Event broker services use certificates to authenticate the servers that they establish TLS connections with. Certificates are issued by a certificate authority (CA). For security, administrators can require client applications to present a client certificate to authenticate their identity to an event broker service to establish a mutual TLS connection. The Client CA trust store can contain CA certificates that enable event broker services to authenticate clients using client certificate authentication for incoming TLS connections.

Before creating the Client Certificate Authority, you must establish a Solace Manager connection. To learn how, click on Create Remote Solace Manager Connection.

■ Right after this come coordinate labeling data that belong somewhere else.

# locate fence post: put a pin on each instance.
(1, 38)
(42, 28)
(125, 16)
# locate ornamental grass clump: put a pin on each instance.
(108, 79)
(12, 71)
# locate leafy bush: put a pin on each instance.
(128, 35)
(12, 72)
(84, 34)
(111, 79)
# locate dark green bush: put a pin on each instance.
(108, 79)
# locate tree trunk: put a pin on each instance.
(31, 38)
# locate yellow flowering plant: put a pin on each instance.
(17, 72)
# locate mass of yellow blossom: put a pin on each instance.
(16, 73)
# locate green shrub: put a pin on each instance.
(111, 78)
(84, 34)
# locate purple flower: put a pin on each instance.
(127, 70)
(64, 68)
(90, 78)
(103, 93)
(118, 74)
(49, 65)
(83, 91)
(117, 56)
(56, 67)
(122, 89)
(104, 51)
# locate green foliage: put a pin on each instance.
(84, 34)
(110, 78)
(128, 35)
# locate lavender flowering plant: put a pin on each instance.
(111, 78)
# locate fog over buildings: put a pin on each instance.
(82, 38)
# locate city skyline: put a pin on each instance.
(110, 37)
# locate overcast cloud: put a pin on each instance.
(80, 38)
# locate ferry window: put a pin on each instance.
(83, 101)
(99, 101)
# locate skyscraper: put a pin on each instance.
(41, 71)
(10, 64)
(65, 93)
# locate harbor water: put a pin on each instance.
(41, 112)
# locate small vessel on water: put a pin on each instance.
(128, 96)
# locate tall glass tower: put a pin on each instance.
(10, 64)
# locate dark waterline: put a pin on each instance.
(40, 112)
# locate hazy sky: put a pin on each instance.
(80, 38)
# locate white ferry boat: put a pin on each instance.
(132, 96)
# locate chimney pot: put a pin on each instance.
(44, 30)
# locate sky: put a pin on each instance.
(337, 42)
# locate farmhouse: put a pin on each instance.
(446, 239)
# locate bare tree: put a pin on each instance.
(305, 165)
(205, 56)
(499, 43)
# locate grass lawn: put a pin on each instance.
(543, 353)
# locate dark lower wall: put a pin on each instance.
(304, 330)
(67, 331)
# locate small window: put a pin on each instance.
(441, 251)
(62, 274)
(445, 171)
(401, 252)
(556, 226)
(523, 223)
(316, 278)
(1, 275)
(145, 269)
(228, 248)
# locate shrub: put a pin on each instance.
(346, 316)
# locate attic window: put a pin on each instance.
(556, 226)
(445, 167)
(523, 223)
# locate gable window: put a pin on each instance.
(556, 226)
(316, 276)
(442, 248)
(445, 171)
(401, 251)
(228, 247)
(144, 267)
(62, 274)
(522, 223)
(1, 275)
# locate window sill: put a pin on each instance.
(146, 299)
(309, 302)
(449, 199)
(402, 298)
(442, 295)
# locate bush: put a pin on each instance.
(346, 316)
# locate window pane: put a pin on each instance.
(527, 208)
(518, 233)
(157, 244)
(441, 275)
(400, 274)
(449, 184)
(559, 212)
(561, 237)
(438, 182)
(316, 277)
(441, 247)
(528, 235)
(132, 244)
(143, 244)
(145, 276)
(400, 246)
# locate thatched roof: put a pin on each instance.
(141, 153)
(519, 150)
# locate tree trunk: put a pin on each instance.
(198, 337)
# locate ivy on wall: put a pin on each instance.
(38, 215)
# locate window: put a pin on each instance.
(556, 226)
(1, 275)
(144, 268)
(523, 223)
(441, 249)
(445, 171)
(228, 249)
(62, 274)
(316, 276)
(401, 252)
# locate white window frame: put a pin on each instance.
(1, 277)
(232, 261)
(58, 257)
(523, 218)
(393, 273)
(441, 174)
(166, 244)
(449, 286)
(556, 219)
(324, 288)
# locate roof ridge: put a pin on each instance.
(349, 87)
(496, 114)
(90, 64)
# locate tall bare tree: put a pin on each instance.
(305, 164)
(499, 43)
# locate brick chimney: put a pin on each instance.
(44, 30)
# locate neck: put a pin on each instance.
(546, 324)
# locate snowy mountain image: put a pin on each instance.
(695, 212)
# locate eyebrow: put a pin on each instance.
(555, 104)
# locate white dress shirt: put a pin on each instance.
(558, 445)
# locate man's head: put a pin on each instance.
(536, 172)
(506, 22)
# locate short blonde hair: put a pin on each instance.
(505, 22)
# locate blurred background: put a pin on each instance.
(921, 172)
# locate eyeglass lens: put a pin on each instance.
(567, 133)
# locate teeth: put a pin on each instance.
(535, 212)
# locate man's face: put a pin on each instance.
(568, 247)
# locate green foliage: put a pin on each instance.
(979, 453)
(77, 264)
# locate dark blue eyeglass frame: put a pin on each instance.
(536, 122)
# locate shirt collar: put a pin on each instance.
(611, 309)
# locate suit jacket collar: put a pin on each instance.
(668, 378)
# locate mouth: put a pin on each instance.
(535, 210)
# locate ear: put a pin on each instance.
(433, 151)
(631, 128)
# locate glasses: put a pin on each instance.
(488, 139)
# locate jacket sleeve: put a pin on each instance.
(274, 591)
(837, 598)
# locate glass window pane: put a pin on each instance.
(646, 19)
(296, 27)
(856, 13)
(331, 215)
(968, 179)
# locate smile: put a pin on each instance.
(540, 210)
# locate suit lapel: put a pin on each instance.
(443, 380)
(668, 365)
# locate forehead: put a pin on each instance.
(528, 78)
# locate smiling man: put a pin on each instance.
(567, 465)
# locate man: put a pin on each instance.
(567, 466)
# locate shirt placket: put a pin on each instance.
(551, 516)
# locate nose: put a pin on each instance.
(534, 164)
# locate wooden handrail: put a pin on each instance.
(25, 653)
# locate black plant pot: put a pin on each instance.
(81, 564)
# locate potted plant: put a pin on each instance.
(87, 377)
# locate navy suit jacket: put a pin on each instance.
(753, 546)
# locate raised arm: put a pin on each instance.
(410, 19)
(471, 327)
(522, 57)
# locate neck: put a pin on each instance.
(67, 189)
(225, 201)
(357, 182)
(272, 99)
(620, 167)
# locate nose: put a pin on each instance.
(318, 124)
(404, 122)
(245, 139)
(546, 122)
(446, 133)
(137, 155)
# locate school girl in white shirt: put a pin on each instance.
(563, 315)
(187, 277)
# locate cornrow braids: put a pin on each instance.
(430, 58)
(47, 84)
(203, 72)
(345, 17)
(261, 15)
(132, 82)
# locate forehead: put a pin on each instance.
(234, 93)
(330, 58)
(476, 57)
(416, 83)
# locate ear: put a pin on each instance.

Create a Solace Client Certificate Authority

You can create a Solace Client Certificate Authority by following these steps: 

1. Open the Client Certificate Authority viewlet, click the Add Solace Client Certificate Authority  button. 
2. The Select Object Path window will opens. Specify the Workgroup server, Node, and Broker, then click Select path.
   By default, all available Workgroup servers, Nodes and Brokers are selected. If you want to limit the selection, you must explicitly choose which ones to include.
3. The Solace Client Certificate Authority Create Window will open. Enter the Client Certificate Authority Name (required) and populate other needed details.
   
4. Click Ok to create the client certificate authority immediately. Alternatively, click Schedule to create it at a future time (see Scheduling for details).
5. Now, go to the Client Certificate Authority viewlet to see the newly added object. If you can't find it, refresh the viewlet using the Refresh icon.